Per completare il giro di orizzonte sui temi legati all'attività del suo Dipartimento, manca solo la cultura: il 2015 si annuncia come l'anno dei grandi progetti, fra l'Expo milanese e l'inaugurazione del LAC a Lugano. Come le piacerebbe vedere posizionato in futuro il Ticino, in questo settore?
«Mi piacerebbe vederlo posizionato secondo lo spirito di quanto definito dalla nuova legge della quale il Ticino, finalmente, si è dotato. Grande spazio di manovra alle autonomie locali e individuali, coordinamento da parte del Cantone attraverso il sostegno finanziario e - quando richiesto e là dove la portata del progetto lo giustifichi - sviluppo di forme di partenariato. Lo Stato poi è attivo in proprio con la rete di propri istituti di grande e riconosciuto valore sia in ambito museale, che archivistico e bibliotecario. E proprio su questo fronte stiamo lavorando a un progetto molto interessante che si appoggia a un impiego approfondito delle nuove tecnologie. Ma per il momento non voglio fare troppe anticipazioni...».

Concludiamo con una domanda di respiro più locale, che riguarda la sua regione di residenza; dal suo osservatorio privilegiato, può indicarci brevemente cosa possono aspettarsi i locarnesi dal prossimo anno?
«Mi vengono in mente almeno tre cose. Anzitutto, la discussione sul Piano cantonale delle aggregazioni - che ha, quale tema forte, i quattro poli del Cantone - rappresenta un'occasione anche per il Locarnese, a patto che ci sia la volontà di accettare una prospettiva diversa da quella del passato. Di sicuro quanto proposto dal Consiglio di Stato non è facile da realizzare, ma offre l'opportunità di gestire meglio il futuro del Cantone».

E gli altri due argomenti?
«Il primo è la politica culturale. Il Cantone - tramite il DFE e il DECS - interverrà a sostegno del Palacinema, perché ritiene che il festival del film di Locarno debba essere salvaguardato nel luogo e con il profilo che ha attualmente. Accanto a questo progetto, tuttavia, non va dimenticata l'importanza di intervenire anche sul Palazzetto Fevi, che - da un punto di vista operativo - è davvero essenziale per il funzionamento del Pardo».
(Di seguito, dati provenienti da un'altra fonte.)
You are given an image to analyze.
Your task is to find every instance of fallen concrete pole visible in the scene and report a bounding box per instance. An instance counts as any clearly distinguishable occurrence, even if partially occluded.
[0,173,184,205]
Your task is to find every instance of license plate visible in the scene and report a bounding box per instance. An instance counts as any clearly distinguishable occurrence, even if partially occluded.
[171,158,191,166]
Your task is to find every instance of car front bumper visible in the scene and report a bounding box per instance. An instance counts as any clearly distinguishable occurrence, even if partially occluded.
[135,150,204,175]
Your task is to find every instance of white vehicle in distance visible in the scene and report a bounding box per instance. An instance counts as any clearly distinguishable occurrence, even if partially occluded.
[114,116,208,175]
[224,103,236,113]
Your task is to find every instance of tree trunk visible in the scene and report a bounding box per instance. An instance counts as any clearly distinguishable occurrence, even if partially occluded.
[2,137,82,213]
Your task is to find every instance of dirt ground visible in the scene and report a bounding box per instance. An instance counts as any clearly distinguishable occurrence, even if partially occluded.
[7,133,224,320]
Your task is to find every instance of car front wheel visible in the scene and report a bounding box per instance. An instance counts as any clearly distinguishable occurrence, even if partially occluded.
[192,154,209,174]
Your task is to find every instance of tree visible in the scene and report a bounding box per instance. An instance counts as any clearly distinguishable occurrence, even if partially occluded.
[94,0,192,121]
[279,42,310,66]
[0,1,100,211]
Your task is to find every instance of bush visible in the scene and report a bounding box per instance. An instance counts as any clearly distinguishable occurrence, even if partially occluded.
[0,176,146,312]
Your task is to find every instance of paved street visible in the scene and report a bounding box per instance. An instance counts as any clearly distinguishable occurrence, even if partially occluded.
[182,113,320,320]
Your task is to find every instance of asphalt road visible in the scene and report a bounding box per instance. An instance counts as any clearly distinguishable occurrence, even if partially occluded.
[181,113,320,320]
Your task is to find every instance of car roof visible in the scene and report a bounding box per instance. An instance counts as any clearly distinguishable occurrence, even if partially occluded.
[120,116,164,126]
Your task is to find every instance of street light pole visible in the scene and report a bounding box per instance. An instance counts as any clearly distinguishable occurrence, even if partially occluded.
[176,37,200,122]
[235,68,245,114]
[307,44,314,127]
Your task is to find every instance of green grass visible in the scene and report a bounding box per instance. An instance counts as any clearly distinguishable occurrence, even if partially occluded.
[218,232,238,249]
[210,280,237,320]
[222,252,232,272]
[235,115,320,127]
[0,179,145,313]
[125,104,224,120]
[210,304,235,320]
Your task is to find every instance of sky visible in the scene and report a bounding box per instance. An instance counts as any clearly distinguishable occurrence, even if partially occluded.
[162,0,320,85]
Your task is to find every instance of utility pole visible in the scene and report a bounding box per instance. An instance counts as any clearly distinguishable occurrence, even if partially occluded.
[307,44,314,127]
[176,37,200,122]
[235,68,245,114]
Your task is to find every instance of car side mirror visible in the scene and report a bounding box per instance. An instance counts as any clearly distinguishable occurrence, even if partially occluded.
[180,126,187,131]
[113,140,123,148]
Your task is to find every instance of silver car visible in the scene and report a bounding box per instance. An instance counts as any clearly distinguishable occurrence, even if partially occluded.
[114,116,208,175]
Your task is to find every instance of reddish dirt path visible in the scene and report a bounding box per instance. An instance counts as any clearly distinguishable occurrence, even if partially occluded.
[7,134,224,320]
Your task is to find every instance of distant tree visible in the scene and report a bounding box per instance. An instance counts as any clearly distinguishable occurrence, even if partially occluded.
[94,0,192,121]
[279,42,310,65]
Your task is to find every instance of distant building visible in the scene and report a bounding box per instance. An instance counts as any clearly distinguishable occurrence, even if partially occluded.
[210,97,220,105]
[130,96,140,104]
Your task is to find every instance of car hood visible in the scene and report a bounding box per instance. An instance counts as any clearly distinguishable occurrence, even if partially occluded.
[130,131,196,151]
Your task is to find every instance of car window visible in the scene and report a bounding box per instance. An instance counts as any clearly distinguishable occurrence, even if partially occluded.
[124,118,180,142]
Non credo di sbagliarmi - visto che anche lei è un pendolare... - se ipotizzo che il terzo tema riguardi dunque la mobilità, e in particolare il collegamento autostradale A2/A13.
«Se guardo indietro al 2007, e alla decisione del popolo ticinese di bocciare la Variante '95, devo osservare che si trattò di un'occasione che il Cantone perse, scegliendo di puntare su un'opzione pericolosa dal punto di vista territoriale. L'obiettivo, anche tenendo conto di quel verdetto, deve a mio avviso essere una soluzione viaria efficace che non aggiunga nuovi problemi, e non alimenti "appetiti edilizi" poco sani. Da questo punto di vista, il fatto che il dossier sia ora in mano a Berna non è del tutto negativo: può essere utile che un tema così sentito venga osservato da un punto di vista esterno alla realtà locale».